A four-year old child sits down to read. She flips through a book. She puts it down and quickly moves on to another one. The first one is in English, the second one, in Spanish. From his office at Oracle, a 28-year old young man holds daily videoconferences with colleagues from places like Brazil, India, China, the United States, and Canada. Even though he has never left the state where he was born, he holds such meetings in English, a foreign language in his native country. A 60 year-old woman, who barely had a chance to finish elementary school, picks up 100 Years of Solitude for the first time and loses herself in that magical world. Those people are, respectively, my daughter, my brother, and my mother.
Do not underestimate the power that each one of you (at Moraine Valley) has to transform the lives of people. People you might not even know or ever come in contact with; people who have not yet been born; people whose prospects in life might’ve been truncated otherwise; people who rather late in life have discovered the complexities and the pleasures of literature.
Many years ago, when working in a restaurant not too far from campus, I used to hear people say that they were the first person in their families to go to college, and I wondered what that meant. I especially wondered why that seemed to be so important for them. That was about fifteen years ago, and now I know why going to college is such a transformative experience in a person’s life—a college education has the power to touch lives in ways you can’t really imagine or articulate when you haven’t had access to higher education.
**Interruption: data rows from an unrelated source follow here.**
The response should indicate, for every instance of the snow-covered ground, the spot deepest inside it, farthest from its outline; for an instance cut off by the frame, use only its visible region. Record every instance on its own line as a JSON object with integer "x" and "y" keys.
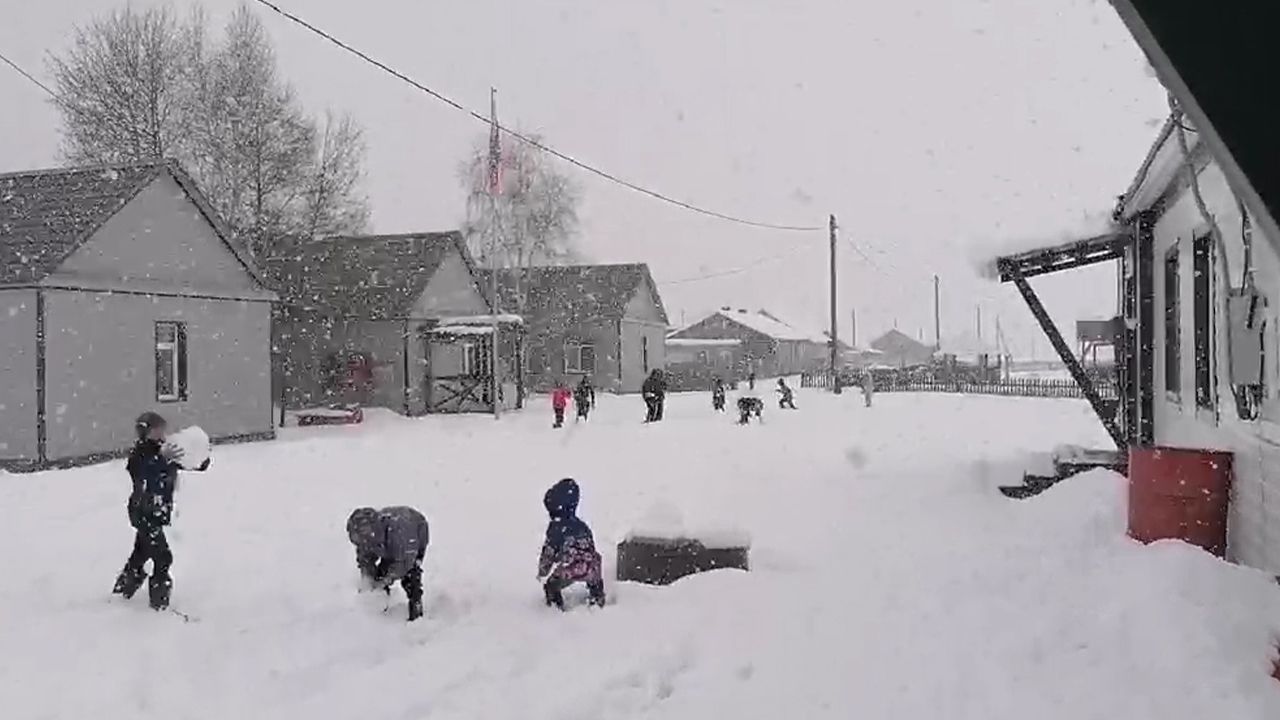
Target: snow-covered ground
{"x": 890, "y": 580}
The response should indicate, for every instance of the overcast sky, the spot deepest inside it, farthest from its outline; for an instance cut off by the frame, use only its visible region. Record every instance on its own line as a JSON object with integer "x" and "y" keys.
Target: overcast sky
{"x": 933, "y": 131}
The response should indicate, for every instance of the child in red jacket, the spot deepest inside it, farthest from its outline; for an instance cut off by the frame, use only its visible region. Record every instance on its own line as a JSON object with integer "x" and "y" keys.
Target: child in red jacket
{"x": 560, "y": 401}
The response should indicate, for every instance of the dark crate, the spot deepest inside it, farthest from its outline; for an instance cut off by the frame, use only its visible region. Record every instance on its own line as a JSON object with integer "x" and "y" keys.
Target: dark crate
{"x": 661, "y": 561}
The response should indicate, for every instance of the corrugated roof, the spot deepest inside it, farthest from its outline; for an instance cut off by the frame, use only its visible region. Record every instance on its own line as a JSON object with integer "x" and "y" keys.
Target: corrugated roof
{"x": 48, "y": 214}
{"x": 565, "y": 295}
{"x": 371, "y": 277}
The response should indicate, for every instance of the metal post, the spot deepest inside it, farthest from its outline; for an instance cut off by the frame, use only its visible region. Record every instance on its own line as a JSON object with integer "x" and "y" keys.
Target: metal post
{"x": 835, "y": 349}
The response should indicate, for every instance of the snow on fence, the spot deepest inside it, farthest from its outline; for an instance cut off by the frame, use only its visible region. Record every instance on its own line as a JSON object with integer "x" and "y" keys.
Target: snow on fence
{"x": 1014, "y": 387}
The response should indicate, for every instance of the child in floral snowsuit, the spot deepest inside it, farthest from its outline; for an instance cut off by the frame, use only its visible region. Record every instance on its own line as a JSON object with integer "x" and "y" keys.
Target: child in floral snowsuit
{"x": 568, "y": 552}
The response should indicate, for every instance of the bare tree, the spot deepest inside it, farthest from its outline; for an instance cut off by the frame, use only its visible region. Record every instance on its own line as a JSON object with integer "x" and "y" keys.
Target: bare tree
{"x": 333, "y": 201}
{"x": 531, "y": 222}
{"x": 141, "y": 85}
{"x": 122, "y": 87}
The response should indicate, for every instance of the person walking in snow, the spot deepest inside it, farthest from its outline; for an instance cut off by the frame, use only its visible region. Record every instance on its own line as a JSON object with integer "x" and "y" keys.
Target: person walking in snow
{"x": 717, "y": 393}
{"x": 152, "y": 468}
{"x": 786, "y": 400}
{"x": 568, "y": 551}
{"x": 654, "y": 392}
{"x": 391, "y": 545}
{"x": 584, "y": 397}
{"x": 560, "y": 402}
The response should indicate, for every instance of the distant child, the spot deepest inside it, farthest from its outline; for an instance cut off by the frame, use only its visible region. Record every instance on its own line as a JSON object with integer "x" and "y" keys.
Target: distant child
{"x": 560, "y": 401}
{"x": 787, "y": 399}
{"x": 584, "y": 397}
{"x": 391, "y": 545}
{"x": 568, "y": 552}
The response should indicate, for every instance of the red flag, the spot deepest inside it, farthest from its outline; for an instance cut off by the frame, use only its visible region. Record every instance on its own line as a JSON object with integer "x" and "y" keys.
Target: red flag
{"x": 494, "y": 146}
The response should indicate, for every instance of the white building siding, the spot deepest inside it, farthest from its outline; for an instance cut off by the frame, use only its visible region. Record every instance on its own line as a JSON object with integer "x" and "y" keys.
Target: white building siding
{"x": 101, "y": 367}
{"x": 1255, "y": 522}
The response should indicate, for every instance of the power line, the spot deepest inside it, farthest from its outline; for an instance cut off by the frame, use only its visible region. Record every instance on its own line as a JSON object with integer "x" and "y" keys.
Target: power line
{"x": 528, "y": 140}
{"x": 28, "y": 76}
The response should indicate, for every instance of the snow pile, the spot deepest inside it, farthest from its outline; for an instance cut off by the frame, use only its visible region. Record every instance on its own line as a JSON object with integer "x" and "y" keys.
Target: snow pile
{"x": 894, "y": 587}
{"x": 195, "y": 446}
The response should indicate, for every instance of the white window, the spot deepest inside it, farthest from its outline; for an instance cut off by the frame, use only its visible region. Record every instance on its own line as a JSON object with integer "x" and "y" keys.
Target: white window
{"x": 170, "y": 361}
{"x": 579, "y": 358}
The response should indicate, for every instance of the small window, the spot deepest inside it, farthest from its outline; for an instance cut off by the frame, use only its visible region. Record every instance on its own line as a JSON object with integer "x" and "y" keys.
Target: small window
{"x": 580, "y": 358}
{"x": 1202, "y": 264}
{"x": 1173, "y": 326}
{"x": 170, "y": 361}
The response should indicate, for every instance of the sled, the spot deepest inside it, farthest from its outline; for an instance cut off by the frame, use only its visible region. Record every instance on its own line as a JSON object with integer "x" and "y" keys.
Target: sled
{"x": 1068, "y": 463}
{"x": 332, "y": 415}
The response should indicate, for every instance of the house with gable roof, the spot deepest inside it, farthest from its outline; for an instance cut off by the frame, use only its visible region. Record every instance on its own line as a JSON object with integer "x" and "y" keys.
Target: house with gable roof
{"x": 768, "y": 345}
{"x": 391, "y": 320}
{"x": 122, "y": 291}
{"x": 603, "y": 322}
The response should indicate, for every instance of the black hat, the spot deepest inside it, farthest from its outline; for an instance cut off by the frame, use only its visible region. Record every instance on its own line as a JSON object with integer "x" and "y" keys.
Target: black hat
{"x": 147, "y": 422}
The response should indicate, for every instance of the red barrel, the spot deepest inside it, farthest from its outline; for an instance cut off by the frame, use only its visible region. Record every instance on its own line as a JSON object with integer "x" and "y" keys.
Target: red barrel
{"x": 1179, "y": 493}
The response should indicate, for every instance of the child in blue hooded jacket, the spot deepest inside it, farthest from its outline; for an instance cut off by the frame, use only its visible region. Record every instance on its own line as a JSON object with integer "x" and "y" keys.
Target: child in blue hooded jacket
{"x": 568, "y": 552}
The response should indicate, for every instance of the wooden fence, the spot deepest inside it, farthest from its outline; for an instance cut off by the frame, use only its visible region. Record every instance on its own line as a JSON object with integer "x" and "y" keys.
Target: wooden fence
{"x": 1015, "y": 387}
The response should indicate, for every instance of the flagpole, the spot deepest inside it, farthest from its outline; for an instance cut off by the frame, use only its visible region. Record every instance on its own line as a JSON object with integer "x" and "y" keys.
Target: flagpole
{"x": 494, "y": 169}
When I entered the doors of the Student Services Center to sign up for classes I didn’t know any of that. All I knew was that I was excited. After all, what I was doing was something completely unprecedented in the whole history of my family. But I was also terrified—how on earth would I manage to get through college? I was about 28 years old when I first came in through those doors barely knowing how to write in complete sentences, having only very basic reading skills and nothing more than a rudimentary knowledge of math.
In many ways, I was still the same 13 year-old Mexican child who was forced to abandon his formal education and help his family make ends meet. And this is not uncommon in my native country. I have recently read that 48% of children and teenagers ages 12 to 17 in Mexico have never been inside a library. Not that the Mexican government doesn’t care about education—the children of governors and senators attend schools like Cambridge and Harvard and Princeton and the University of Chicago—but that’s a different story, or perhaps it is the same story: a story—a history, I should say—of inequality and injustice that people like me only learn about once we have a chance to enter places like Moraine Valley.
Anyway, it took me many years, but I finally understood the pride in my coworkers’ faces when they shared with me their enthusiasm about being the first person in their families to go to college. They meant making a decent living, discovering their intellectual potential. They meant human growth—a chance to become a person in full possession of his or her own destiny.
Without the work that you do here at Moraine Valley, the life of many people who are now professionals or those for whom the simple act of reading a book has become a true revelation would not be possible. So today I come here to say thank you, to express my gratitude and to say that the border that divides our nations is not everything that we share. We share something far greater and more intimate than that: we share something that transcends arbitrary lines, languages, and political systems, something that is common and dear to all of us.